Lee Noyes/Phil Brownlee/Jerome Poirier - White & Red/Lux (Ideal State)

Two works, the first, "White & Red" with Noyes on sampler and electronics, Brownlee on violin. The violin is spare and scratchy, Noyes' contributions fairly minimal. It's the kind of music that can easy succumb to aridity combined with a sense of meandering and that's almost the case here for the first several minutes. But gradually, a sort of tentative fluidity asserts itself, the col legno's take on a settled aspect and the electronics finds an interesting steady tone, an odd, rounded sound that somehow works quite well with the still dry strings. Things grow suitably chaotic toward the end, making the trip fairly satisfying overall. "Lux" is a substantially different creature with Noyes deploying a "laptop-processed 19tet inside piano" and Poirier on electric cello. While the sounds themselves are rather smoother than the preceding piece, the structure is fragmented into blocks, the arco cello, generally rich in tone, offset against a variety of electronic attacks that, true to their source (or one of their sources, at least) tend to have something of a piano resonance to them. There's a very odd and intriguing section with the inside piano generating a periodic, harsh alarm-bell sound while the cello is searching the nether regions beneath; very unsettling. It eventually slows down drastically, evolving into a series of blurts, burps and scrapes, yet retaining, somehow, a forward flow. Fascinating piece, I enjoyed it very much.

Michael Johnsen

Two self-produced 3" discs from Johnsen, one from 2007 (pictured above) and one from 2009.

The earlier disc is a 21-minute excerpt from a longer performance involving two AM radios with loopstick antennae in close proximity, their resultant sounds processed by Johnsen. My prior experience of Johnsen's music, borne out here, is of a harsh, scratchy, squeaky and hyperactive realm. In this instance, the radios squelch 'n' belch, not too dissimilar form what Ricardo Arias might conjure up given a wide enough array of balloonage. It migrates it bird chirp territory and, as it does, much needed air enters the room. What had previously been a bit claustrophobic and, for my taste, overly populated, now attains a welcome balance of acute, piercing slivers of sound as well as the space through which they're hurtling. From there, the music veers back into the gurgling with choral radio samples bleeding through, the activity once again becoming more crowded, less incisive to these ears.

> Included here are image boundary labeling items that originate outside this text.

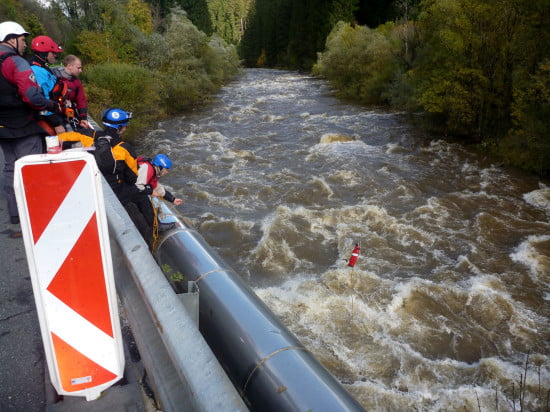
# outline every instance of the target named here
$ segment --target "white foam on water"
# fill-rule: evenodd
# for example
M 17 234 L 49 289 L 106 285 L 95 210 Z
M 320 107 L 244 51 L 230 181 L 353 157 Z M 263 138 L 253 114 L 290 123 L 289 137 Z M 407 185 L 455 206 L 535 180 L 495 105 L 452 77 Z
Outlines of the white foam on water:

The 2009 recording is a complete 22-minute set from Issue Project Room, no details on the means of sound generation provided. The sounds are lighter, more transparent, though still far busier than otherwise. There's a skittering quality throughout which goes some way to ameliorating a major sense of gabbiness. One almost imagines a noise version of Carl Stalling...Some 12 minutes in, it turns toward softer, seemingly padded elements; one imagines the cartoon characters brought to mind by the thought of Stalling creeping through some dark, crowded attic or alleyway. It diffuses nicely as it reaches its conclusion, the sounds dissipating, leaking around the corners. Good job, sorry I wasn't there to see it.